Part of the problem is the FCA also has to make a judgement on whether clients are affected by any cross-subsidy, particularly if it means they can receive cheaper advice as a result.

Barrett says: “I often hear MM’s beloved readers say ‘why doesn’t the FCA act?’

“The client outcome is more important. With SJP and the other firms involved there are strong measures in place to service existing clients. Clients are actually very happy with what’s going on. There’s an interesting argument of does the means justify the end? There’s obviously a breaking point where the customer could achieve what they wanted to achieve better, for lower cost by going elsewhere.”
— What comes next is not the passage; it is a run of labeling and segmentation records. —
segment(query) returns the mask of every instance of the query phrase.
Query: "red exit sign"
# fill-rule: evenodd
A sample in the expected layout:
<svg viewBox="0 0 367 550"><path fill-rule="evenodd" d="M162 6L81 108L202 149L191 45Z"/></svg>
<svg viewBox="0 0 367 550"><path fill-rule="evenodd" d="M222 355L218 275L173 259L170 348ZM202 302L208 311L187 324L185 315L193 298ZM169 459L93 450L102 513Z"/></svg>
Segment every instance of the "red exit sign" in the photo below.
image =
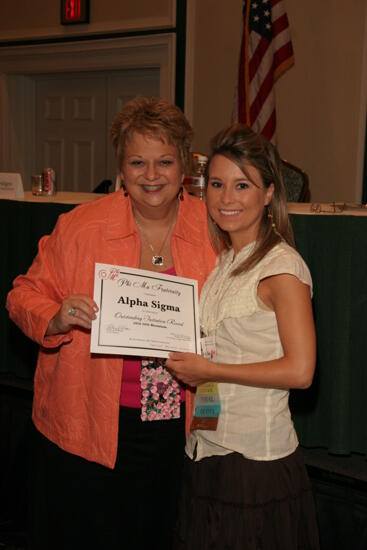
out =
<svg viewBox="0 0 367 550"><path fill-rule="evenodd" d="M89 0L61 0L61 24L89 23Z"/></svg>

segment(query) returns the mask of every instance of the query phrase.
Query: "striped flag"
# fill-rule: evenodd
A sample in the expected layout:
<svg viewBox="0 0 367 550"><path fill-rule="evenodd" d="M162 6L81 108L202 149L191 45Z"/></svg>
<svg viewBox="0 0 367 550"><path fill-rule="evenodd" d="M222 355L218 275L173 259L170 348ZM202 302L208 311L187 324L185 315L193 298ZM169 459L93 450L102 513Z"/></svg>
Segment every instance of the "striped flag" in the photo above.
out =
<svg viewBox="0 0 367 550"><path fill-rule="evenodd" d="M233 118L275 139L275 81L294 63L283 0L245 0Z"/></svg>

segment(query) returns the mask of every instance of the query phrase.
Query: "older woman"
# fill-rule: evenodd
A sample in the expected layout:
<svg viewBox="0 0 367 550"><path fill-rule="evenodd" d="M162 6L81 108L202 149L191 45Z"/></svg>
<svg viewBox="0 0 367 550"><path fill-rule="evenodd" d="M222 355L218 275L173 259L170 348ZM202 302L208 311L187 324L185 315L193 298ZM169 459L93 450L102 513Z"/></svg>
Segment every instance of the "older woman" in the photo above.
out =
<svg viewBox="0 0 367 550"><path fill-rule="evenodd" d="M215 254L205 207L182 188L192 138L182 112L162 99L136 98L111 136L123 188L60 216L7 300L10 317L40 345L37 550L171 545L190 396L182 388L179 419L143 422L141 361L90 354L94 264L177 274L201 287Z"/></svg>

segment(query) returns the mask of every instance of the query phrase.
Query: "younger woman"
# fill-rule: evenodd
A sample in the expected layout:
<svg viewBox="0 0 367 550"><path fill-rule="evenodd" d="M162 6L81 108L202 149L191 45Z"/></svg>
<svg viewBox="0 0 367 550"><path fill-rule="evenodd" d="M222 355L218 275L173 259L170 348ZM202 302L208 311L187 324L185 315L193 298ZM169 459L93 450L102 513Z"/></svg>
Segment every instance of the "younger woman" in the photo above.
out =
<svg viewBox="0 0 367 550"><path fill-rule="evenodd" d="M308 388L315 370L312 281L279 162L241 124L212 141L207 206L221 254L200 314L214 357L171 353L167 367L190 386L218 382L221 409L216 429L211 420L187 441L177 548L319 548L288 408L289 389Z"/></svg>

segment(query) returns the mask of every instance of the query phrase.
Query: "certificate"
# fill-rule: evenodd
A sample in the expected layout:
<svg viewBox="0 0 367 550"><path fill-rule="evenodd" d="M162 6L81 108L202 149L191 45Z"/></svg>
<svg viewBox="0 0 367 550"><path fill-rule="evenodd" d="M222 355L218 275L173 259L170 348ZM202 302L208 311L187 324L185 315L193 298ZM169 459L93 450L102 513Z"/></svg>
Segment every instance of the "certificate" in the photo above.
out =
<svg viewBox="0 0 367 550"><path fill-rule="evenodd" d="M96 263L92 353L168 357L200 353L198 284L194 279Z"/></svg>

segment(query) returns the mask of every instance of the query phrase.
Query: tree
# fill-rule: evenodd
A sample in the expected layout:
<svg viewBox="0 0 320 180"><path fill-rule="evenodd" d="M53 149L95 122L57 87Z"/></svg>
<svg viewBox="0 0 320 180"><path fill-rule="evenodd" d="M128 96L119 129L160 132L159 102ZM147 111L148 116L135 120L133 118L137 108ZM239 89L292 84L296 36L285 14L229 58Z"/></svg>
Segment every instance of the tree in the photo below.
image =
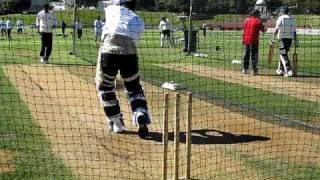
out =
<svg viewBox="0 0 320 180"><path fill-rule="evenodd" d="M78 6L96 6L99 0L76 0Z"/></svg>

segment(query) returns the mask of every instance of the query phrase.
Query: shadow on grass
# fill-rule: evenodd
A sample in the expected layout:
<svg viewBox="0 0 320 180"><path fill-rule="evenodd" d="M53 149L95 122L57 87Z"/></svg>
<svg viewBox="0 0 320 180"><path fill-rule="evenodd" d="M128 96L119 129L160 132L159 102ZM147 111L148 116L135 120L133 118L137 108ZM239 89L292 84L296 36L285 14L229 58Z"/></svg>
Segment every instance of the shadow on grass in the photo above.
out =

The Consulting Consortium advisory director Phil Deeks, who was working as a technical specialist at the FCA when the rules came in, says: “If you look at the original intention of the vertical integration rules, the FCA was concerned a large vertically integrated firm would basically put lots of IFAs out of business, that they were going to charge 0.5 plus 0.5, blowing the IFA out of the water.”

Deeks says in the early stages of the rules, reaching a break-even point in five years was a useful rule of thumb for the regulator, though there were occasions where a longer period would be sensible.

But he says there is little evidence that vertically integrated firms have used this period to gain an unfair advantage over advisers when it comes to fees. He says: “It was targeted at firms with no intention of recovering cost at the time. But those mischiefs that they were worried about haven’t really happened. Large vertically integrated firms haven’t really competed on price.

“So if the regulator is taking a view that the mischiefs they were originally concerned about aren’t happening, does it then become less concerned about a more technical breach that isn’t taking advisers out of the market? This was always one that was going to take a period of time before the FCA started looking at it again. Looking at where we are now post-RDR, it might be that they want to look again at the outcomes.”